In a study published in the International Journal of Productivity and Performance Management, it was demonstrated that effective delegation was positive for both managers and their staff. Managers were able to shift some tasks from their busy workload by delegating, while employees felt trusted and valued when their bosses assigned projects to them.
But despite the benefits of effective delegation, there are significant barriers to delegation for many managers and busy professionals that prevent them from assigning tasks successfully.
Why do people hesitate to delegate?
Feeling unable or unwilling to delegate personal tasks and other responsibilities is a common phenomenon among most professionals. Many busy professionals use short-sighted reasoning to justify their choice not to delegate:
- “If you want something done right, you have to do it yourself.”
- “I don’t have time to explain how I want this task completed.”
- “If others see that I have to delegate some of my responsibilities, they won’t respect me.”
More than anything else, the fear of tasks not getting done right stops people from delegating their responsibilities. The greatest barrier to delegation is your own thinking. But in practice, many of these justifications are simply untrue.
Take, for example, the idea that delegating is a sign of weakness. The Harvard Business Review argues that this thought process is a vicious cycle: being unwilling to delegate in the face of increasing demands leads to stress and burnout, which in turn leads to poor team management and decision-making.
How can people learn to delegate more effectively?
It is possible for professionals to overcome these barriers to delegation by rethinking the reasoning they use when they choose not to delegate.
“If you want something done right, you have to do it yourself.” There is only so much that one individual can accomplish before the quality of their work, personal health, and leadership skills decreases. Managers who force themselves to conduct every task — including personal ones, which can be easily delegated — for the sake of completing them themselves can often experience the opposite outcome: lower-quality work that doesn’t meet the standards of their company.
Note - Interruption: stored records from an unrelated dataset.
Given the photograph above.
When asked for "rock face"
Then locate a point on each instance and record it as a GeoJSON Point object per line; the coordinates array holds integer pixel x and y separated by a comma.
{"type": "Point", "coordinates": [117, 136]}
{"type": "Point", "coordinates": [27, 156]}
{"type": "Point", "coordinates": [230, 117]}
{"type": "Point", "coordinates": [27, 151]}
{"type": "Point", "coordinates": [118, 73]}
“I don’t have time to explain how I want this task completed.” While it’s true that most professionals are working on busy schedules, taking the time to delegate effectively can save significant amounts of time in the long run. Spending a few minutes explaining the parameters of a task can end up saving a lot of time in the long-run.
“If others see that I have to delegate some of my responsibilities, they won’t respect me.” On the contrary, most people understand that we are all being pushed and pulled in different directions all the time. Having the wisdom to make time for the things that are really important to you and delegating the rest is a vital quality that others will respect.
While there are many perceived barriers to delegation facing entrepreneurs, professionals, and even busy parents, learning how to delegate effectively is an important life skill that everyone can benefit from.